Roy Osherove

View Original

Q&A - Greedy matching in regular expressions

This came in the mail, thought other folks might be interested.

Hi Roy. I need to check a line of html and make the value of the style attribute lowercase.  I've tried to come up with a regex that will work but I keep making the entire line of html lowercase instead of just the stuff in the style value.  I can't get the match to end with the correct quote, instead it goes to the last quote on the line.  So something like this:

[Tag style="WIDTH:20px; color:blue;" href="blah.com/PageTWO"] I want to change to this:
[Tag style="width:20px; color:blue;" href="blah.com/PageTWO"]

But instead I get this:
[Tag style="width:20px; color:blue;" href="blah.com/pagetwo"]

Because the match ends with the end quote of the href.


If you can point me in the right direction (or having something like this laying around), I would GREATLY appreciate it.

Answer:

It's called "greedy matching" - because it looks for the *last* character.
Try to add a "?" after the quanitiy specifier (probably '*'). That makes the match end on the *first* match.
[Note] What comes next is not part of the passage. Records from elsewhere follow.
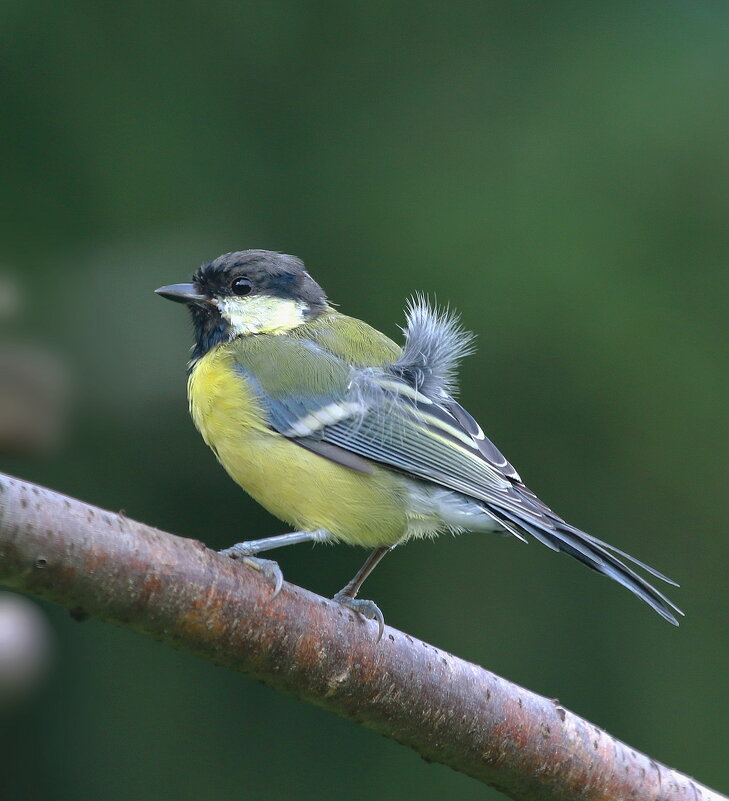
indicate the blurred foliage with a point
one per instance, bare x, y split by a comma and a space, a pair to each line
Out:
557, 171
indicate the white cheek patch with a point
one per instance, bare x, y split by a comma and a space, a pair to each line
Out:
261, 314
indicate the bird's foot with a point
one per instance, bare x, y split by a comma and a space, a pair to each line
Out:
367, 609
267, 567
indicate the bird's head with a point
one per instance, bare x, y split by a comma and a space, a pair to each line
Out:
248, 292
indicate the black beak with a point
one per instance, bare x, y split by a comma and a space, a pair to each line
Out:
182, 293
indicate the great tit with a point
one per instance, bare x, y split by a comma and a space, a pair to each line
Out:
349, 437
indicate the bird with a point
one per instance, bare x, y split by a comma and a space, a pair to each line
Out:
349, 437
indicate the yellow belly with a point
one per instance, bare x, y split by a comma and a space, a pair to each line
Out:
298, 486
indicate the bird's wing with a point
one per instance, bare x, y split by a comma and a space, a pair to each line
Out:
356, 416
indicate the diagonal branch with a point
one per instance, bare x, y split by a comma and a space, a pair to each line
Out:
448, 710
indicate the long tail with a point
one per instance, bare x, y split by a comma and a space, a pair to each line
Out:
558, 535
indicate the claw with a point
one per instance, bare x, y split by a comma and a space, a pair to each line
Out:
368, 609
267, 567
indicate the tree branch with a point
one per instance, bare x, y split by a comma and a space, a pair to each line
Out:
450, 711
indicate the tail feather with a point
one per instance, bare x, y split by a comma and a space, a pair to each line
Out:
597, 555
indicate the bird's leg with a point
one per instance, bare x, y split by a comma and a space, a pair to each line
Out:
245, 552
347, 595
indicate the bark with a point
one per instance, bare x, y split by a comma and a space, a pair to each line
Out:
450, 711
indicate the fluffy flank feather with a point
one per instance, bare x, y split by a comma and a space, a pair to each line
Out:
434, 344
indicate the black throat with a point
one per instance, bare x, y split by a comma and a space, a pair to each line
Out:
210, 329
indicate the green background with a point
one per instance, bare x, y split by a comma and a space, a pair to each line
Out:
558, 172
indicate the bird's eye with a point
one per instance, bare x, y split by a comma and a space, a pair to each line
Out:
241, 286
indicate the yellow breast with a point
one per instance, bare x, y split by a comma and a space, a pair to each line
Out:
298, 486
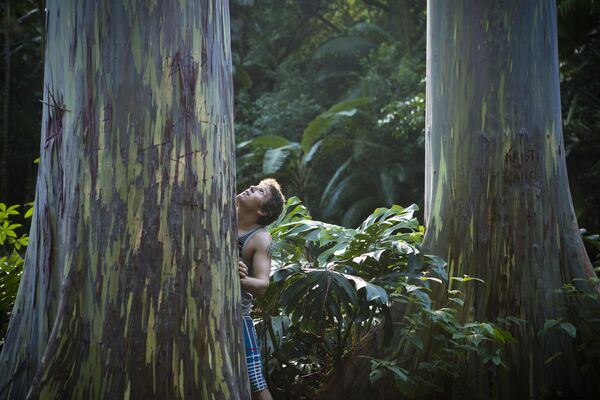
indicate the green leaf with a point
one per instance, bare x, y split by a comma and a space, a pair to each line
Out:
271, 141
324, 121
569, 328
274, 159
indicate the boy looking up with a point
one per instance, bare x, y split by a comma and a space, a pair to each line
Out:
257, 207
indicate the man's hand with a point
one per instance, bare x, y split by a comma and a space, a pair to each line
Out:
243, 269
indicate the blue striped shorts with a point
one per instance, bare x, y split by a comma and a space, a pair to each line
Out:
253, 360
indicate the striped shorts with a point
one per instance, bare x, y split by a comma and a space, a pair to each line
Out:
253, 360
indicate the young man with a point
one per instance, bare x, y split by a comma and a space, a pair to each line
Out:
257, 207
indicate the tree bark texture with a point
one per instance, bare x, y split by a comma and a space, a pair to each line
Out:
497, 200
130, 288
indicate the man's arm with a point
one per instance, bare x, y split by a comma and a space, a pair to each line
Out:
260, 248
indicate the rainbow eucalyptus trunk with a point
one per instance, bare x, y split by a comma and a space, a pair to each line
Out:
497, 200
130, 288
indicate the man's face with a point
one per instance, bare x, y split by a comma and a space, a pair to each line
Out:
254, 197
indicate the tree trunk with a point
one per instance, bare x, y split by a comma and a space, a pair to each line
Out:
130, 288
497, 200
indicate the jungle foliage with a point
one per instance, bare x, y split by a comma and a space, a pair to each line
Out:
333, 284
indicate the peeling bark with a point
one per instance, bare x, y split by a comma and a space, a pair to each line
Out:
130, 288
497, 200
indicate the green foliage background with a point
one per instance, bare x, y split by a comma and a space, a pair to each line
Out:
330, 100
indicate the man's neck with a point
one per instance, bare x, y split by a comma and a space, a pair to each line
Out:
246, 222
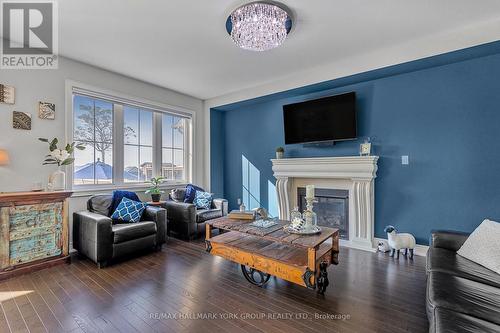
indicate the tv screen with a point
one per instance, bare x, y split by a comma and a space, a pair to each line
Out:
326, 119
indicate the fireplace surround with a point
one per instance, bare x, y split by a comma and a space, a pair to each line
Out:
356, 175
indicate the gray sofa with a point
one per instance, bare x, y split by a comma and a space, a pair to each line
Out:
462, 296
98, 238
187, 222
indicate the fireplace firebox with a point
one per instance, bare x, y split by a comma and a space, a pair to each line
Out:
331, 208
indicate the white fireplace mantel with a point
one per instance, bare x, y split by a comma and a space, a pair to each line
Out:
355, 174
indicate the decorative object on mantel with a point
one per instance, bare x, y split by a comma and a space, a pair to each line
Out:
46, 110
280, 152
4, 157
365, 148
60, 157
397, 242
241, 205
7, 94
21, 120
154, 190
34, 231
308, 223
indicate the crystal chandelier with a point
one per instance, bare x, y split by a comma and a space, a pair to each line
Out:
259, 26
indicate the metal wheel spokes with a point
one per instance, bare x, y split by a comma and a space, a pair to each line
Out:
254, 276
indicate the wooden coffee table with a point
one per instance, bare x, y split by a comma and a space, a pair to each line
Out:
263, 252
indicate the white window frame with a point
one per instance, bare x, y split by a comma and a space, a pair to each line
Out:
74, 87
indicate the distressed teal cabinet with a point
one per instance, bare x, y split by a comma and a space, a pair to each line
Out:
33, 229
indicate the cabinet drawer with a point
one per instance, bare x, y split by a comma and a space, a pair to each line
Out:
34, 216
33, 248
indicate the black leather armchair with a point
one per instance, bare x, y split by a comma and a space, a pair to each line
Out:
462, 296
187, 222
97, 237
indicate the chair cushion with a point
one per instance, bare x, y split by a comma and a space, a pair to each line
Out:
129, 211
482, 246
446, 321
447, 261
123, 232
191, 192
178, 194
465, 296
100, 204
119, 195
203, 215
203, 200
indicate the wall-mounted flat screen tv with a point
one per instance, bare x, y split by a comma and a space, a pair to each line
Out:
325, 119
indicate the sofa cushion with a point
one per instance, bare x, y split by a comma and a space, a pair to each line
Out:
464, 296
123, 232
446, 321
178, 194
100, 204
447, 261
482, 246
203, 215
203, 200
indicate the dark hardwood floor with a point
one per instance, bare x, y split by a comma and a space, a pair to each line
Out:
173, 290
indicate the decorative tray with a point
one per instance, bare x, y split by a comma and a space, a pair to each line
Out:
301, 231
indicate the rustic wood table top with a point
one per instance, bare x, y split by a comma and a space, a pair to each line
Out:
274, 233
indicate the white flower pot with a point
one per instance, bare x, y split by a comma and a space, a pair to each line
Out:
57, 181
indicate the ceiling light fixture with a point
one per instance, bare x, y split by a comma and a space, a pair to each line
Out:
259, 26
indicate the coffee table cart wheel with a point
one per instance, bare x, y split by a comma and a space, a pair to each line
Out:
254, 276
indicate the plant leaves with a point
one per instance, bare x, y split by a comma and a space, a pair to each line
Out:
68, 161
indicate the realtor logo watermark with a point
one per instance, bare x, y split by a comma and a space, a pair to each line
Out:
29, 34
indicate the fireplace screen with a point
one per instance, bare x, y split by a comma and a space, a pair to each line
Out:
332, 208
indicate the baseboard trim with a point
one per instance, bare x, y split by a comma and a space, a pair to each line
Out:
420, 250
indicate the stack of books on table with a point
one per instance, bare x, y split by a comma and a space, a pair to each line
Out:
239, 215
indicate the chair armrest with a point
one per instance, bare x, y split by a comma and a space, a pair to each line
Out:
159, 216
450, 240
93, 235
221, 204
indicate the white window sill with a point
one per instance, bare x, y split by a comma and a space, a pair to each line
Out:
85, 191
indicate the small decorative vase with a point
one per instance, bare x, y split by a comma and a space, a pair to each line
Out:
57, 180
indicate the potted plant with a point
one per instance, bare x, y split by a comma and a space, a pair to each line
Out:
280, 151
59, 157
154, 190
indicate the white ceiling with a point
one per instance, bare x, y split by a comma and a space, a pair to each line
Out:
183, 45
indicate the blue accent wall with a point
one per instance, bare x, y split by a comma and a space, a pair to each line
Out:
443, 111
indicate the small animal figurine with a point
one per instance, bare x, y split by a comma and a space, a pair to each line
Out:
397, 242
383, 246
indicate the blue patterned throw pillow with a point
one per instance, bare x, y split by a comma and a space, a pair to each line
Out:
203, 200
129, 211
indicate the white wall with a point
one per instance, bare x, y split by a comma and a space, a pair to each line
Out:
27, 153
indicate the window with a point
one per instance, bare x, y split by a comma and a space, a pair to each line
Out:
127, 142
93, 126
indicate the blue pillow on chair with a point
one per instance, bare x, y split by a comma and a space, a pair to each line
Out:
203, 200
191, 193
129, 211
119, 195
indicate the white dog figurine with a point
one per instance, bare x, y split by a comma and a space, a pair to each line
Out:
397, 242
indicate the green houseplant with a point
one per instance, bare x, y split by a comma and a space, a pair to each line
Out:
60, 157
155, 190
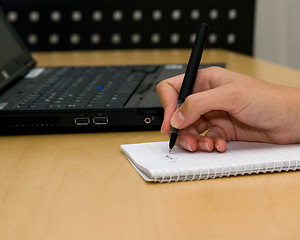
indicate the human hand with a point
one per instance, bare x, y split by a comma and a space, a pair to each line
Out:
230, 106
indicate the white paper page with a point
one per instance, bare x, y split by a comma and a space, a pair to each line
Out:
154, 159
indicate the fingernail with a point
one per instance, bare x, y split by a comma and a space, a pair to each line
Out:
204, 146
186, 146
177, 120
207, 147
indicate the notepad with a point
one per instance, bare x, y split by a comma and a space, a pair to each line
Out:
155, 164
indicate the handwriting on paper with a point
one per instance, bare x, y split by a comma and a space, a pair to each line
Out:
169, 158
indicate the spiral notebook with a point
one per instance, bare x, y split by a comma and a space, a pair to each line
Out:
155, 164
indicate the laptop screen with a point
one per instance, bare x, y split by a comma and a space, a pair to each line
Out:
15, 59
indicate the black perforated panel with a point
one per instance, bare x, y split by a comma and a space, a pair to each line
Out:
117, 24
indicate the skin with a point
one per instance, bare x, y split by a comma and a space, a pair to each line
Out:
230, 106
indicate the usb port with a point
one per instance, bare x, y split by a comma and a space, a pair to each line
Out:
100, 120
82, 121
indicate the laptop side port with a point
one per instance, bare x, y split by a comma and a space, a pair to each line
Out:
81, 121
100, 120
147, 120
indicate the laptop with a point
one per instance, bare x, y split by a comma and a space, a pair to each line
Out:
75, 99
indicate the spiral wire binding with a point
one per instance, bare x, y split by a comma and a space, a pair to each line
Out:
176, 176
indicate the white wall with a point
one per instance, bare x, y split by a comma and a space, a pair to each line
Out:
277, 32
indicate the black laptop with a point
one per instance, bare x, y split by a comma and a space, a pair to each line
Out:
75, 99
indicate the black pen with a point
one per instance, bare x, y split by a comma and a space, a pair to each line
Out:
190, 74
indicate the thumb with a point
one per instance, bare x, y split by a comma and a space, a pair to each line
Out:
197, 104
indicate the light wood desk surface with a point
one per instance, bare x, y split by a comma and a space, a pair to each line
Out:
80, 186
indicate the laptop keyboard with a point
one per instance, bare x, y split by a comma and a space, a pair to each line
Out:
90, 87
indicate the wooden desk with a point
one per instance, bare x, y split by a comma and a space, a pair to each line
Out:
80, 186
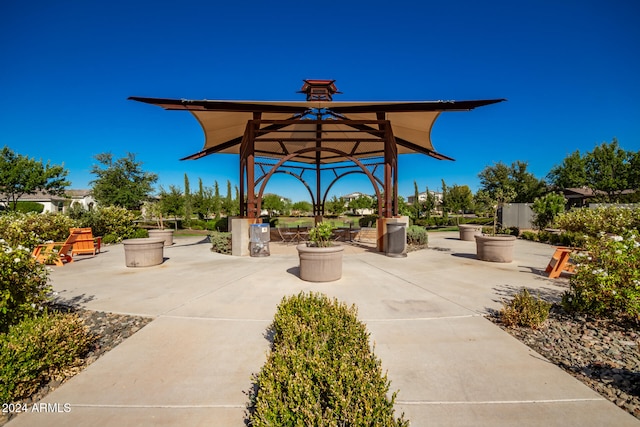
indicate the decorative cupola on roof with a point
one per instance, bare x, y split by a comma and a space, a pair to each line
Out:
319, 90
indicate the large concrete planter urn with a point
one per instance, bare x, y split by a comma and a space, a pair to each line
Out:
320, 264
164, 234
469, 231
143, 252
498, 248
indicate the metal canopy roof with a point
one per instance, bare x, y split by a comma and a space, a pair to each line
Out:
355, 128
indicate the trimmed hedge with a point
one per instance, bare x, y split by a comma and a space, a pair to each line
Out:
417, 235
37, 350
321, 370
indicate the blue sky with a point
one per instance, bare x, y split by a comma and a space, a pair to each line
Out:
569, 70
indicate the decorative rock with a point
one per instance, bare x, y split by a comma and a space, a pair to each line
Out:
601, 354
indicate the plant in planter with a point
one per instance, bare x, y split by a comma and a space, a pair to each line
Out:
320, 235
496, 247
154, 210
320, 259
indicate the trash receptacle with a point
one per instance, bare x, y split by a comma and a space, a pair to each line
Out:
259, 240
396, 239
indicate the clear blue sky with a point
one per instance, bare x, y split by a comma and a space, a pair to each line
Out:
569, 69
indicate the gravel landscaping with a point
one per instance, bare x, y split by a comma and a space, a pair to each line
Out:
109, 330
601, 354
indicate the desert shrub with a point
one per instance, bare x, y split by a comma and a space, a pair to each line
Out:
37, 350
26, 207
321, 370
606, 282
525, 310
320, 235
140, 233
220, 224
546, 208
477, 220
23, 284
31, 229
512, 231
220, 242
417, 235
592, 222
368, 221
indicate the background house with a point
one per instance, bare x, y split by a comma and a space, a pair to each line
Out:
53, 203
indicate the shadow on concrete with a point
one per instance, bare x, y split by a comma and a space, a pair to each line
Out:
295, 271
75, 302
467, 256
205, 240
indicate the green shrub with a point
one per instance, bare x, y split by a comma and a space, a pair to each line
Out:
368, 221
525, 310
39, 349
417, 236
31, 229
320, 235
220, 242
592, 222
26, 207
321, 370
221, 224
23, 285
606, 282
140, 233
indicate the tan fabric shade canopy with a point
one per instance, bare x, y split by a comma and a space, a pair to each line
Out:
287, 127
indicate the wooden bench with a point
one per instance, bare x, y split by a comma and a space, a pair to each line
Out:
560, 262
85, 243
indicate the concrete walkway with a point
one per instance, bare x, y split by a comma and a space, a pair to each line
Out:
193, 364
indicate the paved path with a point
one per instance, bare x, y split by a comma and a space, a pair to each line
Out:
192, 364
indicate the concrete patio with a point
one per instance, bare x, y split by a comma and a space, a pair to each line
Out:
193, 364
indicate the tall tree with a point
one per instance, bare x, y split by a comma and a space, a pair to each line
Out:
188, 200
416, 208
460, 198
172, 202
227, 203
570, 173
335, 206
526, 186
445, 201
202, 201
607, 170
514, 178
20, 175
301, 207
360, 203
217, 201
429, 203
494, 177
273, 203
121, 182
For example, given the following string as input:
"abcdfgdrbdtargd"
The following greedy regex (greedy by default) will match up until the lasd 'd':
(.*d)

However, this regex will find several matches, the first one is "abcd":
(.*?d)
(you can do without the braces if you want).

I'd also suggest adding two good regex mailing list to your arsenal instead of sending help messages to various people:
http://groups.yahoo.com/group/dotnetregex/
http://lists.aspadvice.com/SignUp/list.aspx?l=68&c=16

There are people there that know a whole lot more than me on regular expressions.